Si è chiuso oggi a Monfalcone il percorso di “Respect for Future”, il progetto di Fincantieri nato per promuovere una cultura del rispetto e contrastare la violenza di genere nei luoghi di lavoro. Dopo un anno di attività in 11 diverse sedi italiane del gruppo, il roadshow ha coinvolto quasi 10.000 persone tra dipendenti, management e lavoratori dell’indotto, con un impatto profondo e sistemico su tutto il territorio nazionale.
L’evento finale a Monfalcone con dirigenti, esperti e testimonianze
L’evento conclusivo si è svolto presso lo stabilimento Fincantieri di Monfalcone, dove si sono alternati momenti di riflessione, formazione e confronto. A dare il via alla giornata è stata Lorenza Pigozzi, Direttore Comunicazione Strategica di Fincantieri, con la proiezione del video manifesto del progetto. Subito dopo, l’intervento di Cristiano Bazzara, Direttore dello Stabilimento, che ha accolto i partecipanti sottolineando l’importanza del tema per il futuro dell’impresa.
Tra gli ospiti, Gabrielle Fellus, fondatrice dell’associazione “I Respect”, e il prof. Paolo Giulini, criminologo e presidente del Centro Italiano per la Promozione della Mediazione, hanno approfondito le dinamiche relazionali e professionali alla base del rispetto reciproco, con uno sguardo anche verso la prevenzione di comportamenti violenti.
Un impegno concreto e strategico su inclusione e diritti
A rappresentare l’approccio strutturale di Fincantieri sui temi della Diversity, Equity & Inclusion (DEI) è intervenuto Luciano Sale, Direttore Human Resources and Real Estate, illustrando le quattro aree su cui si sviluppa il programma everyDEI: parità di genere, supporto alle persone con disabilità, dialogo intergenerazionale e valorizzazione delle differenze culturali.
L’intervento conclusivo è stato affidato all’Amministratore Delegato Pierroberto Folgiero, che ha affermato:
“Per Fincantieri, essere un'azienda forte e a prova di futuro significa avere il coraggio di guardare oltre la linea di produzione. Con ‘Respect for Future’ ci siamo assunti la responsabilità sociale del nostro tempo, costruendo un ambiente inclusivo, equo e rispettoso. La forza di un’impresa si misura anche dal modo in cui si prende cura del futuro, a partire dalle persone”.

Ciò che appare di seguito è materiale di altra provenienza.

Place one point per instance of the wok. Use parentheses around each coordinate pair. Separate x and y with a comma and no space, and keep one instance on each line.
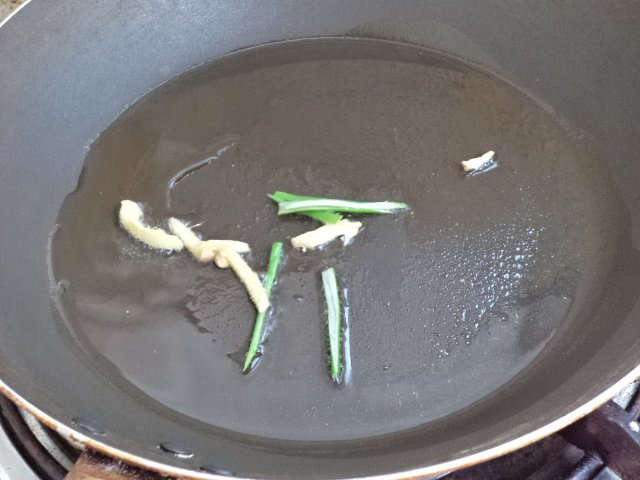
(502,308)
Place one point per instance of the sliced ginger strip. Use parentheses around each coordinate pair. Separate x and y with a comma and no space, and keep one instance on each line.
(131,218)
(347,229)
(248,277)
(204,250)
(225,254)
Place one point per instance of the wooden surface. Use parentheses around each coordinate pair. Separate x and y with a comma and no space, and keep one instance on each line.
(93,466)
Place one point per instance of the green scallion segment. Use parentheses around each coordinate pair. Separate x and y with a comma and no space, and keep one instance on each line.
(334,321)
(326,217)
(269,280)
(342,206)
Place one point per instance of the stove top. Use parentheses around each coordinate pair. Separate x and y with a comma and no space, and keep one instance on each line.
(605,445)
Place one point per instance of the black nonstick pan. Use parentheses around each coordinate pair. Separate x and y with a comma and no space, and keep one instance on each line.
(501,308)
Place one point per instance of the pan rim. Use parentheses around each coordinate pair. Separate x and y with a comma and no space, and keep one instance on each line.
(439,468)
(435,469)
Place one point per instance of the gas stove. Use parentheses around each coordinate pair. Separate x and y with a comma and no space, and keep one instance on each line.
(605,445)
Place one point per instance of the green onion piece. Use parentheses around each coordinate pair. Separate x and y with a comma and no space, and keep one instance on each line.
(321,216)
(269,280)
(346,206)
(324,217)
(334,317)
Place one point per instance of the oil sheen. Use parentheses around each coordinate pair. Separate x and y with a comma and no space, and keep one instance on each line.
(447,302)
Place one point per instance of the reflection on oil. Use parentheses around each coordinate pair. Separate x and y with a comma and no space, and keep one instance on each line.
(472,284)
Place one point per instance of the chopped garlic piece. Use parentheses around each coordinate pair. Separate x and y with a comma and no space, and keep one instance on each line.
(130,217)
(204,250)
(346,229)
(247,276)
(478,162)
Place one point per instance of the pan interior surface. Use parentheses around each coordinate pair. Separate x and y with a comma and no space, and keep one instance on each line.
(447,303)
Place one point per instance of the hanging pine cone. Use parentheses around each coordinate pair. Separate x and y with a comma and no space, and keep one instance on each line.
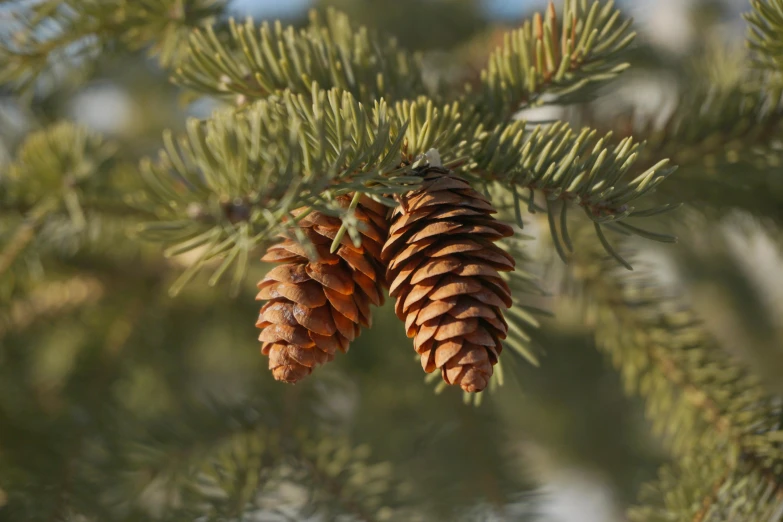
(317,305)
(443,269)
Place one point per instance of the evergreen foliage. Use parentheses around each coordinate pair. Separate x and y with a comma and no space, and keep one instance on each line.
(126,390)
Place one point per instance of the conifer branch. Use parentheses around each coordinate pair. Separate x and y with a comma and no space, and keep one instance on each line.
(574,169)
(765,27)
(255,62)
(45,36)
(703,489)
(724,139)
(231,182)
(56,173)
(707,404)
(554,58)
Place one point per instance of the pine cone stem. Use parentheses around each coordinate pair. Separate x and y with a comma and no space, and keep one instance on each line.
(443,269)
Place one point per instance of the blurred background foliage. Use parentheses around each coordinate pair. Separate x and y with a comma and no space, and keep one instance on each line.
(119,402)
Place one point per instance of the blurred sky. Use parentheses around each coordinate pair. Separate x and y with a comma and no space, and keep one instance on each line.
(495,8)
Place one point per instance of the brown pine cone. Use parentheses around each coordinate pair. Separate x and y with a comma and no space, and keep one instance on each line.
(318,301)
(443,269)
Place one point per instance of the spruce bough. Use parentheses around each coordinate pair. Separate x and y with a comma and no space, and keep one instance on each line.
(334,153)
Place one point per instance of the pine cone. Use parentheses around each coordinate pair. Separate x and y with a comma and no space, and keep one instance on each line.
(317,305)
(443,269)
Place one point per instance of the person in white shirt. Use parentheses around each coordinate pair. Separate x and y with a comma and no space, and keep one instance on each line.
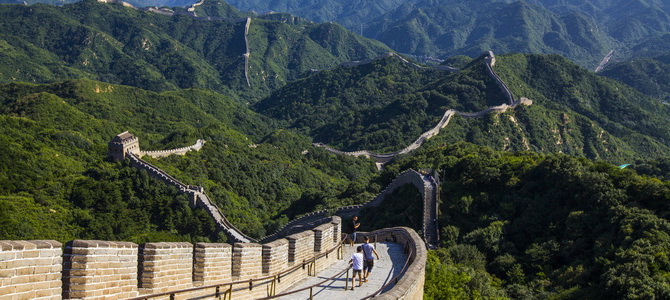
(368,250)
(357,260)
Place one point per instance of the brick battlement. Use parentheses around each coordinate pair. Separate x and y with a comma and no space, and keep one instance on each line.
(118,270)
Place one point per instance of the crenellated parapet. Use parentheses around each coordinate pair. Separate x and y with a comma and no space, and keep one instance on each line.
(427,185)
(119,270)
(30,269)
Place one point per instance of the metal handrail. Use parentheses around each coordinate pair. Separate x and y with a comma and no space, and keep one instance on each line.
(395,279)
(311,286)
(248,281)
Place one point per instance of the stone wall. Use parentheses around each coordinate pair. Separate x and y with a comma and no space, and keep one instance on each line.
(119,270)
(30,269)
(96,268)
(410,285)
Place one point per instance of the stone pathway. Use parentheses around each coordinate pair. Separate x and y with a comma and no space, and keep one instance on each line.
(392,259)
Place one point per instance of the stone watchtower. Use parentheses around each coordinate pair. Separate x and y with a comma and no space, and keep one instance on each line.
(123,143)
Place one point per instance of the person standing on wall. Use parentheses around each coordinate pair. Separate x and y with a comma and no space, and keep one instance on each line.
(368,250)
(357,264)
(351,230)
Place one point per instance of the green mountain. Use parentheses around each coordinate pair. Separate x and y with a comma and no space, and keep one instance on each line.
(445,28)
(385,105)
(532,226)
(137,3)
(650,76)
(116,44)
(351,14)
(58,183)
(582,31)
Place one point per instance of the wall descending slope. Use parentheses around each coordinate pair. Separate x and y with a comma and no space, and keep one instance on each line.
(382,158)
(426,184)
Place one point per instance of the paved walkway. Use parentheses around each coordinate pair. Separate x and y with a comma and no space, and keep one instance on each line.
(390,263)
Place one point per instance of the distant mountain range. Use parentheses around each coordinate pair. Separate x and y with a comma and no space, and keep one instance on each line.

Formazione, ascolto e prevenzione: le azioni sul territorio
Durante il roadshow – partito da Trieste e passato per Ancona, Castellammare di Stabia, Bari, Palermo, Riva Trigoso, Muggiano, Pordenone, Genova, Sestri Ponente e Marghera – Fincantieri ha promosso un dialogo attivo tra i dipendenti e le figure chiave dell’azienda, affrontando il tema della violenza di genere con un approccio sistemico e inclusivo.

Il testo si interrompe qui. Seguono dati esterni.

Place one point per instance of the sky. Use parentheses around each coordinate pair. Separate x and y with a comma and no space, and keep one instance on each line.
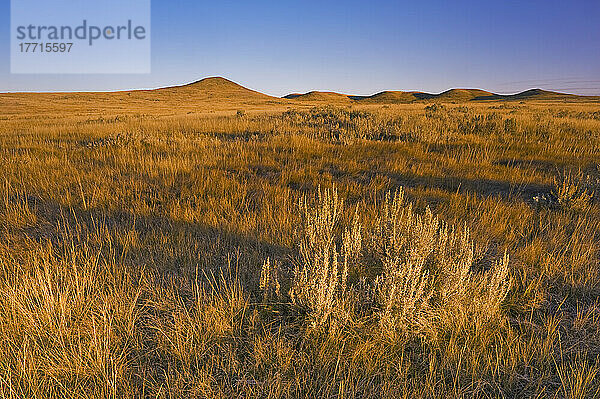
(355,47)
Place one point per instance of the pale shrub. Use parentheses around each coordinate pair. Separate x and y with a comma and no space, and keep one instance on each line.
(427,283)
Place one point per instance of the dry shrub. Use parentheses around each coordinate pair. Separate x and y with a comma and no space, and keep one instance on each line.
(428,280)
(573,190)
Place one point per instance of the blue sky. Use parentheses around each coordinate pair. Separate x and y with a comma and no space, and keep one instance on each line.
(358,47)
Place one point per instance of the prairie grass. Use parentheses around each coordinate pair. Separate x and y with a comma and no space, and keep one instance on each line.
(374,251)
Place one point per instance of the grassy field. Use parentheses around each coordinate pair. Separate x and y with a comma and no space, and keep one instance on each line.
(280,249)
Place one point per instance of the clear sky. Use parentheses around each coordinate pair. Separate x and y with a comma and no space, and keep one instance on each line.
(356,47)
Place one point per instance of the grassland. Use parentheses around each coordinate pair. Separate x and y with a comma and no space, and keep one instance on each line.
(159,245)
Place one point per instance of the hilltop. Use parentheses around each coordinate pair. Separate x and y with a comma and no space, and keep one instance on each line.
(451,95)
(220,95)
(320,96)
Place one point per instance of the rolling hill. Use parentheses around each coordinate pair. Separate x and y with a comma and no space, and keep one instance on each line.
(320,96)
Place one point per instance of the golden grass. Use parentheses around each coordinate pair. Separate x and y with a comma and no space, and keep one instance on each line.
(151,252)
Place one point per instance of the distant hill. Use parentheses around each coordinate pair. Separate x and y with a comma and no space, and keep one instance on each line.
(219,95)
(213,88)
(539,94)
(320,96)
(461,95)
(451,95)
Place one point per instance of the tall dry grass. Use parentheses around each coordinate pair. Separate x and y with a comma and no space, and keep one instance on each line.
(325,252)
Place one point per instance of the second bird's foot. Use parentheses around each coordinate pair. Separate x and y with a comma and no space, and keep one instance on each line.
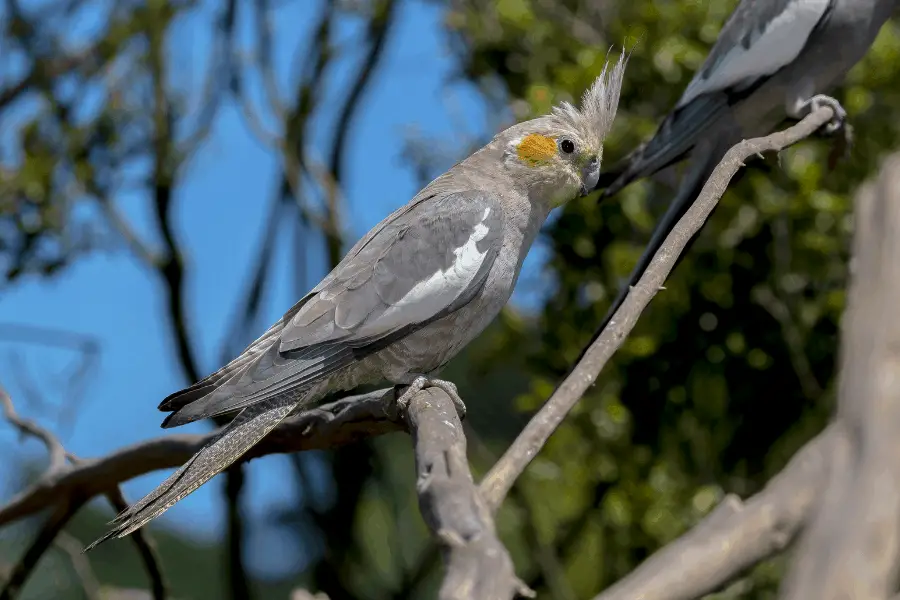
(840,115)
(421,382)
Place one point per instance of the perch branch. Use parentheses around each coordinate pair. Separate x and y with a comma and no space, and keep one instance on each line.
(477,564)
(852,547)
(497,483)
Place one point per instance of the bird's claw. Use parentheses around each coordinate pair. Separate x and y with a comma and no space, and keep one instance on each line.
(840,115)
(421,382)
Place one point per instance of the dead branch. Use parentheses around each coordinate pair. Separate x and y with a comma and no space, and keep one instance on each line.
(852,546)
(65,509)
(736,535)
(477,563)
(500,478)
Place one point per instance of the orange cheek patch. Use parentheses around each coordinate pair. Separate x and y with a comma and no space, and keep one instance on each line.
(535,148)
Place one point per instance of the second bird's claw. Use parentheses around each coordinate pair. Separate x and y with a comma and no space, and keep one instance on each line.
(421,382)
(840,115)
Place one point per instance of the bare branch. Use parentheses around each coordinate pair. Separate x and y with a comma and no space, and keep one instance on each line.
(48,532)
(328,426)
(477,563)
(498,481)
(852,548)
(54,447)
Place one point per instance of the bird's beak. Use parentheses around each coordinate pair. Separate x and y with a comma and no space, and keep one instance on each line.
(590,175)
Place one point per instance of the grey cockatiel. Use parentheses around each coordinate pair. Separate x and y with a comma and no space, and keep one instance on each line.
(407,297)
(773,58)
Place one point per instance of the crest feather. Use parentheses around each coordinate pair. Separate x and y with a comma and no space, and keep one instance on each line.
(598,105)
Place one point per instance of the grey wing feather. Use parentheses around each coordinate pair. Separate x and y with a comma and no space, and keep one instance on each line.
(401,278)
(678,134)
(758,39)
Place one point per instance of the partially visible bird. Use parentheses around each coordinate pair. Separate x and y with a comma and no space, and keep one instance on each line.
(772,59)
(407,297)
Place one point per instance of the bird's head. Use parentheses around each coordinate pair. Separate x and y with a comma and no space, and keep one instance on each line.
(557,156)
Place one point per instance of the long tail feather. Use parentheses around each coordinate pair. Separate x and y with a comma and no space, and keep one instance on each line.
(248,428)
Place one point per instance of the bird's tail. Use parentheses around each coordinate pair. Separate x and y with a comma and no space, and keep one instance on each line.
(248,428)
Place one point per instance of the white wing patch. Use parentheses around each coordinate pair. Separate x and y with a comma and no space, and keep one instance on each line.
(432,295)
(780,43)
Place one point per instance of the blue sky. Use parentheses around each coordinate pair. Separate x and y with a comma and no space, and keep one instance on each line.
(221,212)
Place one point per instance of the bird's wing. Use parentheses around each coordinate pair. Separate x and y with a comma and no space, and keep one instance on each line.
(421,263)
(759,38)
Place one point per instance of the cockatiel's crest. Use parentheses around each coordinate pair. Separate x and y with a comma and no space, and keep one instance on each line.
(570,132)
(593,120)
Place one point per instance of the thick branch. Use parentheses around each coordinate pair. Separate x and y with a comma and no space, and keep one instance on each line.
(499,480)
(477,563)
(852,548)
(736,535)
(331,425)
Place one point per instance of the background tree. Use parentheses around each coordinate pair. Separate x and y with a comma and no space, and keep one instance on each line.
(727,374)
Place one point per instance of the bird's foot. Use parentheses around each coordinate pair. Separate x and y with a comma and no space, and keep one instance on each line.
(837,121)
(421,382)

“Non ci siamo rivolti solo alle vittime – ha dichiarato Lorenza Pigozzi – ma anche a chi agisce con comportamenti violenti, per comprenderne le dinamiche e attivare percorsi di prevenzione reale. L’obiettivo è costruire una cultura condivisa del rispetto”.
I “Punti Viola” e la rete interna delle “Antenne”
Tra le iniziative più concrete, spiccano i “Punti Viola”, realizzati in collaborazione con DonneXStrada, che hanno trasformato dieci sedi Fincantieri – tra cui proprio Monfalcone – in luoghi sicuri per chi si trovi in situazione di pericolo in strada.
Parallelamente, in collaborazione con Differenza Donna, è stata creata una rete di ascolto interna, composta da colleghe e colleghi formati per rispondere tramite un numero dedicato a chi subisce o ha subito forme di violenza di qualsiasi tipo, anche al di fuori del contesto lavorativo.
Questi strumenti, insieme a una policy globale contro le molestie e a percorsi formativi per tutti i dipendenti, consolidano l’impegno del gruppo nel garantire un ambiente lavorativo sempre più sicuro, rispettoso e responsabile.